Les poursuites stratégiques contre la mobilisation publique ou «poursuites-bâillons» (souvent désignées par l’acronyme anglais «SLAPP») connaissent un essor extraordinaire depuis quelques années. Cette forme de harcèlement juridique pratiquée par des cabinets d’avocats pour le compte de personnalités ou d’organisations influentes a un objectif clair: intimider et faire taire les personnes qui émettent des critiques. Des organes de presse et des journalistes, ainsi que des défenseurs des droits humains et des organismes publics de surveillance, font l’objet de poursuites qui visent à les priver de leurs ressources financières et psychologiques et à les contraindre ainsi à cesser leur travail d’enquête et d’information. Ces pratiques représentent une menace grandissante pour le droit à la liberté d’expression et d’information.

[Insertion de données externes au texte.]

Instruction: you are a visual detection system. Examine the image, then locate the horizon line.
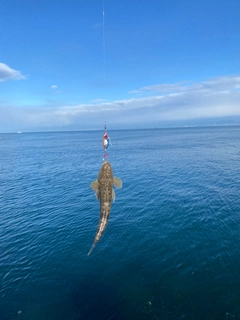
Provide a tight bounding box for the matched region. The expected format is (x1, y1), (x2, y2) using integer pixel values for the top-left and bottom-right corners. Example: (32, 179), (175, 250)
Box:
(1, 123), (240, 134)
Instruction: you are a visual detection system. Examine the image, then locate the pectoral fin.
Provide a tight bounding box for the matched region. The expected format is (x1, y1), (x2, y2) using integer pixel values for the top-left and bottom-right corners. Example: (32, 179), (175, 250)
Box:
(112, 188), (116, 202)
(95, 189), (100, 200)
(90, 180), (99, 191)
(113, 177), (122, 189)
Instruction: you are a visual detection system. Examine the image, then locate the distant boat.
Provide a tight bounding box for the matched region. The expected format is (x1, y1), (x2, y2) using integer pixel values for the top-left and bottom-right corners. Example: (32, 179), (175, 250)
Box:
(17, 131), (22, 134)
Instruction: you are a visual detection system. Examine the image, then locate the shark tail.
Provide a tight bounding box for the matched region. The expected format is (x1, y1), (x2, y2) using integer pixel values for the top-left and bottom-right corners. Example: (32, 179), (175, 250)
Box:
(87, 243), (96, 256)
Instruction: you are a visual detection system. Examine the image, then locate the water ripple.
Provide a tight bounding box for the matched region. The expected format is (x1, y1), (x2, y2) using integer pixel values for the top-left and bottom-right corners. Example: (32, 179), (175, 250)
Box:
(1, 128), (240, 319)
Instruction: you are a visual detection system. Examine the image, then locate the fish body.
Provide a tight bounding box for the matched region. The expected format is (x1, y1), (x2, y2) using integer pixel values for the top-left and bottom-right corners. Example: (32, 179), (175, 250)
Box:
(88, 161), (122, 255)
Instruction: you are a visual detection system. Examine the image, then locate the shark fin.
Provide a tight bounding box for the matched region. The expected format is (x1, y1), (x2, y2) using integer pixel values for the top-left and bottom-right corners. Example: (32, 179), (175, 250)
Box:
(113, 177), (122, 189)
(90, 180), (99, 191)
(112, 188), (116, 202)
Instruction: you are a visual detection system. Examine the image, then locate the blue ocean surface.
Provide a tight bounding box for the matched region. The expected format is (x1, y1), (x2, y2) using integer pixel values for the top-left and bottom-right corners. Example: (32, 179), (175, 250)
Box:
(0, 127), (240, 320)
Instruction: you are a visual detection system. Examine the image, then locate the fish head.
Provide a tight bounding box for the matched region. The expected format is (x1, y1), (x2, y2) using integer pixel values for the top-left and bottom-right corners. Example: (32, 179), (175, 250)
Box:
(101, 160), (112, 170)
(98, 161), (113, 181)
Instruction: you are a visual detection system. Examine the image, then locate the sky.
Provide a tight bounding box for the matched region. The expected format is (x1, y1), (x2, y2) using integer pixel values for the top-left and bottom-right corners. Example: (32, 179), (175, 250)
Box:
(1, 0), (240, 132)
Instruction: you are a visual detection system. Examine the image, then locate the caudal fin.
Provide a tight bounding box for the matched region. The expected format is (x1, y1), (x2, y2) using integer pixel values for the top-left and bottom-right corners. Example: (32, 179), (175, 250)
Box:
(87, 243), (96, 256)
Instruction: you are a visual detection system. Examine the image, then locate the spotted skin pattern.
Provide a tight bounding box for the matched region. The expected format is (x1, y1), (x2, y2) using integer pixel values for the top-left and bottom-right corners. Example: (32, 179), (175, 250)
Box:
(88, 161), (122, 255)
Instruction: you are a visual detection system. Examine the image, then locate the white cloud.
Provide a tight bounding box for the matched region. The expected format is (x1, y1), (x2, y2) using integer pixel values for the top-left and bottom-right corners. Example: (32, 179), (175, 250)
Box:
(54, 75), (240, 121)
(129, 82), (186, 94)
(0, 62), (25, 82)
(1, 75), (240, 132)
(51, 85), (58, 90)
(131, 75), (240, 95)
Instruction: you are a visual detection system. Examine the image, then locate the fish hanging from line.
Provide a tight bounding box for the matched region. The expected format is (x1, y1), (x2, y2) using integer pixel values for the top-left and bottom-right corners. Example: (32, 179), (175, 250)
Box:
(88, 161), (122, 255)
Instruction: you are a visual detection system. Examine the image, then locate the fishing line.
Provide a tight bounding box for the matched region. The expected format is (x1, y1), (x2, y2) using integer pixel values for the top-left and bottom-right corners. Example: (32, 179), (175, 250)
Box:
(102, 0), (106, 84)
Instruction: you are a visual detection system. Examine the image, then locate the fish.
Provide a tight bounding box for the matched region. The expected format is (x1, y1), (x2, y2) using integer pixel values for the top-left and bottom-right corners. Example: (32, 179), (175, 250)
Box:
(88, 161), (122, 255)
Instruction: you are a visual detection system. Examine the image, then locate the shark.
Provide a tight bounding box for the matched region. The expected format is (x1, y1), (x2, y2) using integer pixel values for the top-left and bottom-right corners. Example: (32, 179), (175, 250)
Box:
(88, 161), (122, 255)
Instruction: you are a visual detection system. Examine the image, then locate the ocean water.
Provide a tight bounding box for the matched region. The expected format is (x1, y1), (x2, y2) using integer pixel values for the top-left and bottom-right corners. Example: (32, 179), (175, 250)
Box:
(0, 127), (240, 320)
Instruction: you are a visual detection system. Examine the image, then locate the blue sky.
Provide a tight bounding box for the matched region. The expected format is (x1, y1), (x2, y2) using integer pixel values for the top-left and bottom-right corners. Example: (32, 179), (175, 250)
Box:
(1, 0), (240, 132)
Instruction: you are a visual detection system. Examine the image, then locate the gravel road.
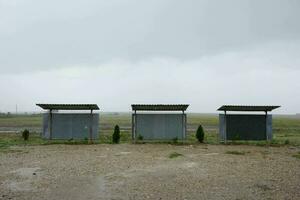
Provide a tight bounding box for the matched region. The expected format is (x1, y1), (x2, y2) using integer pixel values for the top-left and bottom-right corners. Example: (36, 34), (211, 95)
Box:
(0, 144), (299, 200)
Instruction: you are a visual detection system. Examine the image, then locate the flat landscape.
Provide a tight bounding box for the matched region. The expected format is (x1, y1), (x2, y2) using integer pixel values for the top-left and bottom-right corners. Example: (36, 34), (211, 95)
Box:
(0, 113), (300, 200)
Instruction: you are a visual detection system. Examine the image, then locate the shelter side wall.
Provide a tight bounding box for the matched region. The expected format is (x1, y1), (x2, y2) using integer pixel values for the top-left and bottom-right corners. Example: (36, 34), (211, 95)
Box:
(93, 114), (100, 138)
(225, 114), (267, 140)
(42, 113), (50, 139)
(219, 114), (226, 141)
(42, 113), (99, 139)
(266, 115), (273, 140)
(135, 114), (184, 140)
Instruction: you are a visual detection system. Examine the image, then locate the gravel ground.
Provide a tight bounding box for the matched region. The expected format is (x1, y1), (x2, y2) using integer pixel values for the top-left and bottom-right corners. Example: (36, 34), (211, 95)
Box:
(0, 144), (299, 200)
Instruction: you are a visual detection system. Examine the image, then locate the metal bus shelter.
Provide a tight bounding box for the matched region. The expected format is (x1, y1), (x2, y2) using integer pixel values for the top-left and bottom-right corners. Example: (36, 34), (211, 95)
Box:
(131, 104), (189, 142)
(36, 104), (99, 143)
(218, 105), (280, 142)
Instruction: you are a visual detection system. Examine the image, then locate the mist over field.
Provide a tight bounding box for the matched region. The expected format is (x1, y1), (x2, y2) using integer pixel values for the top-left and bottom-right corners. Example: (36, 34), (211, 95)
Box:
(0, 0), (299, 113)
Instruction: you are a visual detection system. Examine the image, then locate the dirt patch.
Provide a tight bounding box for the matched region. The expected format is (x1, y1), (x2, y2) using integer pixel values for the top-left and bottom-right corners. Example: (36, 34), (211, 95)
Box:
(0, 144), (299, 200)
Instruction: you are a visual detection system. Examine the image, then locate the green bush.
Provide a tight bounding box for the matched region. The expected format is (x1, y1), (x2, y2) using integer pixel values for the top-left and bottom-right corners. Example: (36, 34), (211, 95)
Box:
(112, 125), (120, 144)
(233, 134), (241, 140)
(172, 137), (178, 144)
(226, 150), (247, 155)
(22, 129), (29, 141)
(137, 134), (143, 141)
(196, 125), (204, 143)
(169, 152), (183, 159)
(284, 139), (290, 145)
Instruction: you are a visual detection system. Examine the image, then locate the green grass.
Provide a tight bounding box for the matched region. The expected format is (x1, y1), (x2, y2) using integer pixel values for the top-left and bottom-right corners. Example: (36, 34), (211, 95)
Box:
(0, 113), (300, 150)
(0, 132), (101, 153)
(0, 132), (43, 149)
(0, 114), (42, 127)
(225, 150), (248, 155)
(273, 116), (300, 128)
(169, 152), (183, 159)
(187, 113), (218, 127)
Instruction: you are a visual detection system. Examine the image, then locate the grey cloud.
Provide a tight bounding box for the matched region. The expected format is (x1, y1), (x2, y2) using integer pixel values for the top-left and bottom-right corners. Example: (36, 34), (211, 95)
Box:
(0, 42), (299, 113)
(0, 0), (299, 113)
(0, 0), (300, 73)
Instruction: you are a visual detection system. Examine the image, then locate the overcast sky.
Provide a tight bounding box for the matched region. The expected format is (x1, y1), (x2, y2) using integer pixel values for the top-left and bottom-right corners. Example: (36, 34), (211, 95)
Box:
(0, 0), (299, 113)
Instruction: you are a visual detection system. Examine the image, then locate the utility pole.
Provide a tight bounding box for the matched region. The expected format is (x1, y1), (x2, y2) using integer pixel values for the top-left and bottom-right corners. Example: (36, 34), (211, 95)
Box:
(16, 104), (18, 115)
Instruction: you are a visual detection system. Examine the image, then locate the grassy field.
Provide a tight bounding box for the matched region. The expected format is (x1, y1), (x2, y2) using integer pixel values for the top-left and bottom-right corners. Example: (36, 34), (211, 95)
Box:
(0, 113), (300, 150)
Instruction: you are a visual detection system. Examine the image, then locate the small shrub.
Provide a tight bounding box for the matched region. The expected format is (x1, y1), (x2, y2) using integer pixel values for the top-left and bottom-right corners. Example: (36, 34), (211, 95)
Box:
(233, 134), (241, 140)
(270, 139), (280, 145)
(112, 125), (120, 144)
(169, 152), (183, 159)
(137, 134), (143, 141)
(172, 137), (178, 144)
(196, 125), (205, 143)
(225, 150), (246, 155)
(284, 139), (290, 145)
(22, 129), (29, 141)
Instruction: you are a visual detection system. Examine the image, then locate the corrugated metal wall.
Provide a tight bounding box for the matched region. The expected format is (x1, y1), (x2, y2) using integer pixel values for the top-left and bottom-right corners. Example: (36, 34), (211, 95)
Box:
(42, 113), (99, 139)
(266, 115), (273, 140)
(219, 114), (272, 141)
(134, 114), (185, 140)
(219, 114), (226, 141)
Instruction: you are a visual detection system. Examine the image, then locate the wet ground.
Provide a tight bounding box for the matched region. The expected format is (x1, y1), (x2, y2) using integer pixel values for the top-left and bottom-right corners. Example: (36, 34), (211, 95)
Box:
(0, 144), (299, 200)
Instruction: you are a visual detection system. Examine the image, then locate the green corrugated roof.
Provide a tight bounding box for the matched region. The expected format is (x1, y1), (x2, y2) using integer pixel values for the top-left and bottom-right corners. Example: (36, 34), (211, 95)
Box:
(217, 105), (280, 112)
(36, 104), (99, 110)
(131, 104), (189, 111)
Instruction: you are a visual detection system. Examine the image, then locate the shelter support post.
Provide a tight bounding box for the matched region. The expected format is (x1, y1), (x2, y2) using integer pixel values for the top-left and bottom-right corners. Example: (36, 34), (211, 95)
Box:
(265, 111), (268, 141)
(224, 110), (227, 144)
(131, 114), (134, 141)
(49, 109), (52, 140)
(89, 109), (93, 144)
(185, 113), (187, 140)
(134, 110), (137, 143)
(182, 110), (186, 141)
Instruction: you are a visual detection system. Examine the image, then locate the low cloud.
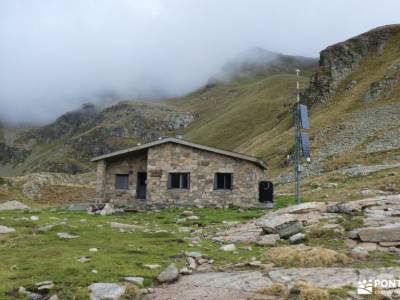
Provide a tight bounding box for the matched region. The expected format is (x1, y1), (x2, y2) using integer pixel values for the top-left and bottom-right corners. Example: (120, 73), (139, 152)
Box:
(0, 0), (399, 124)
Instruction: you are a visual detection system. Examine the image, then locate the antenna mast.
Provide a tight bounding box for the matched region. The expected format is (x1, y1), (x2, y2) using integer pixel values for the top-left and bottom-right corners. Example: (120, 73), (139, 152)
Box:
(295, 69), (301, 204)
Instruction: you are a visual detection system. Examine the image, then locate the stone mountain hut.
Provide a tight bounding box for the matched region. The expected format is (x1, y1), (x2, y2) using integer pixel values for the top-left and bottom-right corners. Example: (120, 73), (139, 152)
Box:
(91, 137), (268, 208)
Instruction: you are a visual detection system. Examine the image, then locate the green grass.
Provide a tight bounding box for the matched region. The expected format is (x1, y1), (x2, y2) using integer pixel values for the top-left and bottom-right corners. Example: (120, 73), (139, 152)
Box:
(0, 208), (264, 299)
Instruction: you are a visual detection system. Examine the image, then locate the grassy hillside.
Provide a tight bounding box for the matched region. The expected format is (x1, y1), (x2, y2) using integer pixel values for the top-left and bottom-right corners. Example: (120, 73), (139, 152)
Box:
(168, 73), (311, 154)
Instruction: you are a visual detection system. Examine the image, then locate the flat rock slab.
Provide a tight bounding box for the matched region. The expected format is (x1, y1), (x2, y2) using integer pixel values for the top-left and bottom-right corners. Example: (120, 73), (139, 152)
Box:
(88, 283), (126, 300)
(0, 200), (30, 211)
(268, 267), (400, 288)
(358, 223), (400, 242)
(143, 272), (271, 300)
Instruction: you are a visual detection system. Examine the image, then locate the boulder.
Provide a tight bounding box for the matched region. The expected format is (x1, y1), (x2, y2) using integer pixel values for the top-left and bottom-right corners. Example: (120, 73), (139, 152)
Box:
(88, 283), (126, 300)
(255, 234), (280, 246)
(157, 264), (179, 283)
(260, 214), (303, 238)
(0, 200), (30, 211)
(219, 244), (236, 252)
(187, 216), (199, 220)
(358, 223), (400, 242)
(326, 202), (353, 214)
(357, 242), (377, 251)
(290, 233), (306, 244)
(122, 276), (144, 286)
(0, 225), (16, 234)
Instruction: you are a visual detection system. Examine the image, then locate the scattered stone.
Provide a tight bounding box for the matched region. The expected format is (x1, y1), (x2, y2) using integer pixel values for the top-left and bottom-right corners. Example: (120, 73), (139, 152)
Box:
(176, 218), (187, 224)
(77, 256), (91, 263)
(88, 283), (126, 300)
(179, 267), (192, 275)
(0, 200), (30, 211)
(326, 202), (353, 214)
(100, 203), (116, 216)
(36, 281), (54, 291)
(157, 263), (179, 283)
(30, 216), (39, 221)
(143, 264), (161, 270)
(122, 276), (144, 286)
(110, 222), (143, 230)
(56, 232), (79, 239)
(358, 223), (400, 242)
(92, 269), (98, 274)
(197, 258), (209, 265)
(37, 225), (56, 232)
(260, 214), (303, 238)
(187, 257), (197, 269)
(186, 215), (199, 220)
(28, 293), (43, 300)
(289, 233), (306, 243)
(89, 248), (98, 252)
(351, 246), (369, 260)
(321, 183), (338, 189)
(180, 211), (194, 217)
(219, 244), (236, 252)
(49, 295), (59, 300)
(0, 225), (16, 234)
(248, 261), (262, 267)
(256, 234), (280, 246)
(185, 251), (202, 259)
(178, 227), (191, 233)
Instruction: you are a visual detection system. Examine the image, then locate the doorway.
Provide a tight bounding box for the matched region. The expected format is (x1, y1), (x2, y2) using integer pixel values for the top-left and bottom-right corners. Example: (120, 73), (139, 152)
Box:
(259, 181), (273, 203)
(137, 172), (147, 199)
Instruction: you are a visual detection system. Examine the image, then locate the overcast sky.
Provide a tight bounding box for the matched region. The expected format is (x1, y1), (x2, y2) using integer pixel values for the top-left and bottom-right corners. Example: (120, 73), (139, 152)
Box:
(0, 0), (399, 124)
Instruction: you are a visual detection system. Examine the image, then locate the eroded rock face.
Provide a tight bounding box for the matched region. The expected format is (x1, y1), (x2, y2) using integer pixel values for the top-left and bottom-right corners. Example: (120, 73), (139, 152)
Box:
(305, 24), (400, 105)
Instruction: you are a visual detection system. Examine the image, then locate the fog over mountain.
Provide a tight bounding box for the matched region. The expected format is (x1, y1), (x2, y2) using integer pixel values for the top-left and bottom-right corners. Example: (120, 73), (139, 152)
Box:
(1, 0), (399, 124)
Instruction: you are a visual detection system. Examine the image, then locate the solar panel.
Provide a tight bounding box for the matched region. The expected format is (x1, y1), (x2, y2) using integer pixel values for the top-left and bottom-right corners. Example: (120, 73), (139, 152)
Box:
(299, 104), (310, 129)
(300, 132), (311, 158)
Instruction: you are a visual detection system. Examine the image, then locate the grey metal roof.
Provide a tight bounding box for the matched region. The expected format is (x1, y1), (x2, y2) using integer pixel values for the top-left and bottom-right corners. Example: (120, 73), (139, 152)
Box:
(91, 137), (267, 169)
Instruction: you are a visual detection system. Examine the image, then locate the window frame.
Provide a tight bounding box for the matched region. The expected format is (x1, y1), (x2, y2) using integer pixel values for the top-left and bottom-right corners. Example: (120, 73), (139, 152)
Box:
(168, 172), (190, 189)
(214, 173), (233, 190)
(115, 174), (129, 190)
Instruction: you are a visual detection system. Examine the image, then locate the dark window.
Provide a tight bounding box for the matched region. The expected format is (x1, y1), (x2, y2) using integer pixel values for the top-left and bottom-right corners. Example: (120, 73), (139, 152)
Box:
(214, 173), (233, 190)
(115, 174), (129, 189)
(168, 173), (190, 189)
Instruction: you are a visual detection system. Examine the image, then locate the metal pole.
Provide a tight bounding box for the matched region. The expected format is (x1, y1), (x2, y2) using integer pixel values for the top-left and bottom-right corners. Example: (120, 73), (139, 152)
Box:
(295, 69), (301, 204)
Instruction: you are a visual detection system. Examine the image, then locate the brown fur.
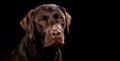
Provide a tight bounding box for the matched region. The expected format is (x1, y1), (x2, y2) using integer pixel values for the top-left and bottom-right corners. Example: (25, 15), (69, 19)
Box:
(11, 4), (71, 61)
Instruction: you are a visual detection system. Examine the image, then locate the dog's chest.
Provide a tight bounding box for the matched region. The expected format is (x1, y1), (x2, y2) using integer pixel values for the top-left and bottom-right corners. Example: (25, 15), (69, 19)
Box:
(21, 43), (60, 61)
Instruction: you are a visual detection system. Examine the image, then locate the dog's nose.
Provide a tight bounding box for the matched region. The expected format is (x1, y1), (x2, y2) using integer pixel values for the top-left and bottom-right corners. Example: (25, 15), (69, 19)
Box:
(50, 29), (61, 37)
(50, 24), (62, 37)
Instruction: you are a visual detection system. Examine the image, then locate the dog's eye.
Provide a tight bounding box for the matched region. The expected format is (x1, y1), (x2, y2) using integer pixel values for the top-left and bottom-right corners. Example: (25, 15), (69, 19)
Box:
(42, 16), (48, 20)
(53, 13), (59, 19)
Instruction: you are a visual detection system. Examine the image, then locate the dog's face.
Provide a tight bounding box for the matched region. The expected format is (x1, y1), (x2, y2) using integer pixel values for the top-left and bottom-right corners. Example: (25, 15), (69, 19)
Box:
(20, 4), (71, 47)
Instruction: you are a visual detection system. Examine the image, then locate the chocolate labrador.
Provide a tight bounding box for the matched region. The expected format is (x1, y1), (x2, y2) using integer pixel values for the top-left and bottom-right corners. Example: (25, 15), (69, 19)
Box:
(11, 4), (71, 61)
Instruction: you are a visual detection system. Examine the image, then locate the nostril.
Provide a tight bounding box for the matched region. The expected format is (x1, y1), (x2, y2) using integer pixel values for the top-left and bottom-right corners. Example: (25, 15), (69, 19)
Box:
(51, 32), (61, 36)
(57, 32), (61, 35)
(52, 33), (56, 36)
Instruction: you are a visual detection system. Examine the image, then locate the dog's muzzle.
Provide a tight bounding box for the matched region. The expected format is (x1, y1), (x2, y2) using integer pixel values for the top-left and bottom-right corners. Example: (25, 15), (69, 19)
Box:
(44, 24), (64, 47)
(50, 24), (64, 45)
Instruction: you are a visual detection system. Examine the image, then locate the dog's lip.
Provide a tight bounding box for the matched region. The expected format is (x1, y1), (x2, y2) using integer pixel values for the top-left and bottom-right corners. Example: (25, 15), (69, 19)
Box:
(51, 36), (60, 40)
(54, 39), (64, 46)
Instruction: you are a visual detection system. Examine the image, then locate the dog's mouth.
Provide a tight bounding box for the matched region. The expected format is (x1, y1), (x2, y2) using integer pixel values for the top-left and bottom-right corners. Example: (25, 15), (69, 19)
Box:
(51, 36), (64, 45)
(43, 34), (64, 47)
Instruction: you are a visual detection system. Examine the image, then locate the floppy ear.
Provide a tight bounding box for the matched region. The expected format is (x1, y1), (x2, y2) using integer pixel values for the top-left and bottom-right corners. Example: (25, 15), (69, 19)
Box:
(20, 10), (34, 38)
(60, 7), (72, 34)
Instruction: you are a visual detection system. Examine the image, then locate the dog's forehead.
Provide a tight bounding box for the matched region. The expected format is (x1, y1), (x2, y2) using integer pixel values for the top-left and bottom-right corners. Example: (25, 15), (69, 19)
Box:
(34, 4), (65, 19)
(35, 4), (59, 11)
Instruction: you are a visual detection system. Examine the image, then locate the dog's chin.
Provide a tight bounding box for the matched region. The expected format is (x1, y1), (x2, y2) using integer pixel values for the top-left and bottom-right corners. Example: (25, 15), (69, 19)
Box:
(44, 39), (64, 48)
(43, 35), (64, 47)
(44, 44), (61, 53)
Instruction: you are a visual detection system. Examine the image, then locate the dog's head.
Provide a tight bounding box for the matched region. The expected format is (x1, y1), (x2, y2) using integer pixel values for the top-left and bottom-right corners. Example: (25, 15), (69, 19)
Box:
(20, 4), (71, 47)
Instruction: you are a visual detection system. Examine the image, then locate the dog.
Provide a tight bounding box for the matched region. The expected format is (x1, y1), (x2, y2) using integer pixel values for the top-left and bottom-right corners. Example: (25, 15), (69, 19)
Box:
(11, 4), (71, 61)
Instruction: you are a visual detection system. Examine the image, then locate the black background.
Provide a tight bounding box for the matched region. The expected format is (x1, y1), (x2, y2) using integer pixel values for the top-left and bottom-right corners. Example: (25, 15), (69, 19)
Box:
(0, 0), (88, 61)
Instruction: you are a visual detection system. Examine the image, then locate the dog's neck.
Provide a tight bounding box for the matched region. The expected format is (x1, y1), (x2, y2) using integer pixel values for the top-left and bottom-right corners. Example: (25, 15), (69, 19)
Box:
(20, 34), (60, 61)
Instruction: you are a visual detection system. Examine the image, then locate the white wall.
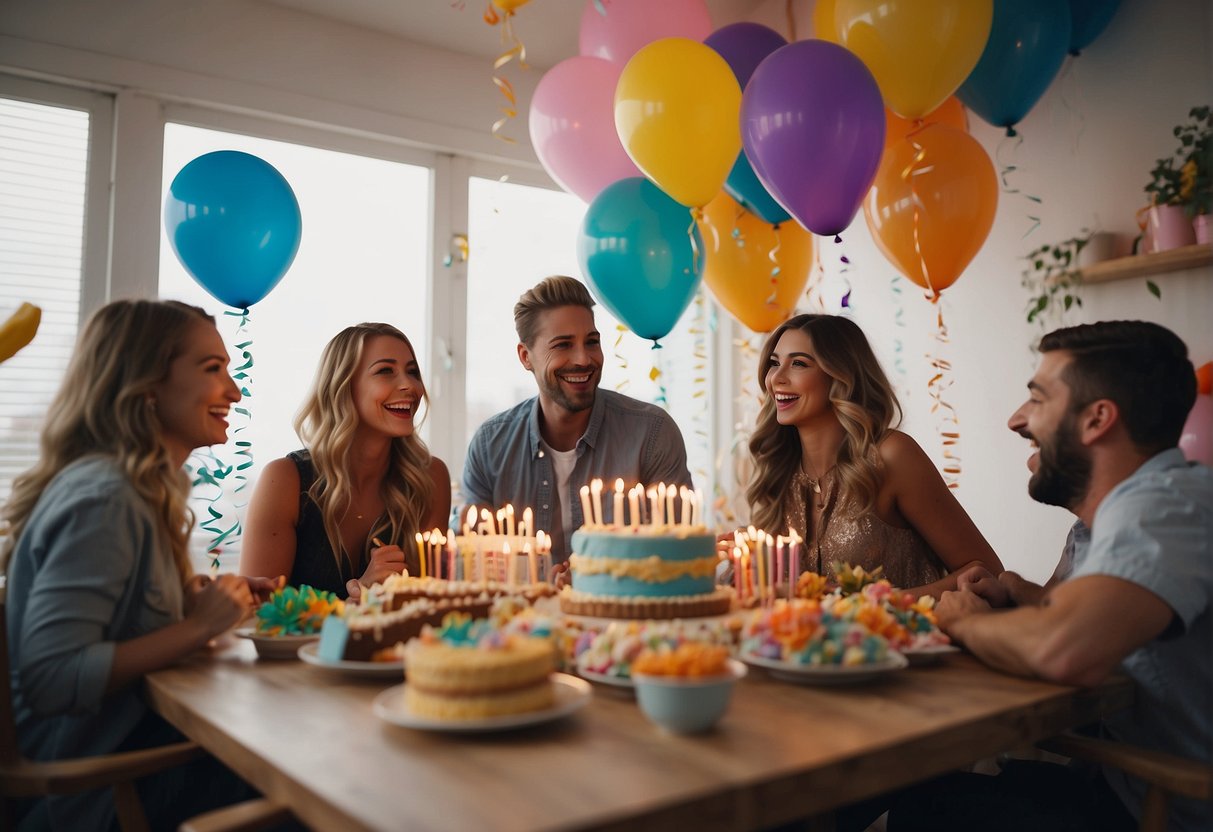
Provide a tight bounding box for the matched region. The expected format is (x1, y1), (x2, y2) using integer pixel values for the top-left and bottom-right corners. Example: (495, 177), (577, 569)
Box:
(2, 0), (1210, 581)
(747, 0), (1212, 580)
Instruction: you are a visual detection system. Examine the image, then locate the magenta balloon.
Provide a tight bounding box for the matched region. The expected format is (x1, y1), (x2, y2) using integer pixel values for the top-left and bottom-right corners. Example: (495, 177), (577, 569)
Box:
(529, 56), (641, 203)
(579, 0), (712, 65)
(741, 40), (886, 237)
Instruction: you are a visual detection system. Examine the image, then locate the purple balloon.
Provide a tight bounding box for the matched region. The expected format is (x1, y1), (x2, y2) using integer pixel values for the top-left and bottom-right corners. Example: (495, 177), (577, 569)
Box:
(741, 40), (886, 238)
(704, 22), (787, 90)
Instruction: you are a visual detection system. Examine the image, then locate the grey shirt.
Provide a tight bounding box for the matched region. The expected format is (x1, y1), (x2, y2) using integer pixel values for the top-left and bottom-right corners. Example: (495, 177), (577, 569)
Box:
(1069, 449), (1212, 832)
(6, 456), (185, 830)
(461, 389), (692, 562)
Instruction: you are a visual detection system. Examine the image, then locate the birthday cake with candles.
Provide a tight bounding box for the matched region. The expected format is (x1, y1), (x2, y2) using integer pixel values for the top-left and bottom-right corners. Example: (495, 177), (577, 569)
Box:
(403, 613), (558, 720)
(560, 479), (731, 619)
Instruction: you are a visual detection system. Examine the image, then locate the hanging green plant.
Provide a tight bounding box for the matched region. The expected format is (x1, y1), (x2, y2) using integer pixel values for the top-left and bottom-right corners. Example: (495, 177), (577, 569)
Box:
(1021, 232), (1091, 326)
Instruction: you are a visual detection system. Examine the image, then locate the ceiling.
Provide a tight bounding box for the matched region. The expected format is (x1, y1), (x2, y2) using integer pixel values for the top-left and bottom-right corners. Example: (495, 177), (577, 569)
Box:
(260, 0), (766, 70)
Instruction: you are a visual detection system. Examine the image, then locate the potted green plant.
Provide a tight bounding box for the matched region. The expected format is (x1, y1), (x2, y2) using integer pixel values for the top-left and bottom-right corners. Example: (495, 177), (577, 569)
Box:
(1174, 105), (1212, 242)
(1143, 106), (1211, 250)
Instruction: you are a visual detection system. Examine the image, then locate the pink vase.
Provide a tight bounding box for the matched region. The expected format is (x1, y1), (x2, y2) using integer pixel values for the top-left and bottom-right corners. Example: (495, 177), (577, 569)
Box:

Le Conseil de l'Europe a clairement pris position sur cette question et a établi une série de normes en la matière, qui figurent dans la Convention européenne des droits de l'homme et dans la jurisprudence de la Cour, ainsi que dans plusieurs recommandations du Comité des Ministres. Les États membres ont l’obligation positive de protéger la liberté d’expression et d’information. De plus, ils sont tenus de créer un environnement dans lequel les citoyens puissent avoir accès en temps utile à des informations fiables, fournies notamment par des journalistes d’investigation, sur les activités de personnes et d’entreprises publiques ou privées. C’est pourquoi les autorités nationales devraient envisager d’adopter une législation appropriée pour prévenir les SLAPP ou les litiges abusifs et vexatoires visant les utilisateurs d’internet, les fournisseurs de contenus et les intermédiaires.
L’Assemblée parlementaire estime qu’il est grand temps que les pays européens prennent des mesures anti-SLAPP efficaces: par exemple, rejeter les recours abusifs à un stade précoce, imposer des sanctions financières aux personnes qui utilisent la loi et le système judiciaire dans le seul but de nuire à autrui, donner aux cibles des SLAPP les moyens de se défendre elles-mêmes et leur apporter un soutien, faire en sorte que le coût de la procédure soit à la charge de l’auteur du recours, ou encore sensibiliser les juges et les procureurs. Ces mesures permettraient de protéger les médias et les organismes publics de surveillance, de manière à ce qu’ils puissent jouer leur rôle, qui est de demander des comptes aux puissants et de faire vivre le débat démocratique. Une résolution sur ce sujet favoriserait l’élaboration de mesures anti-SLAPP et encouragerait l’exercice de la liberté d’enquêter et d’informer.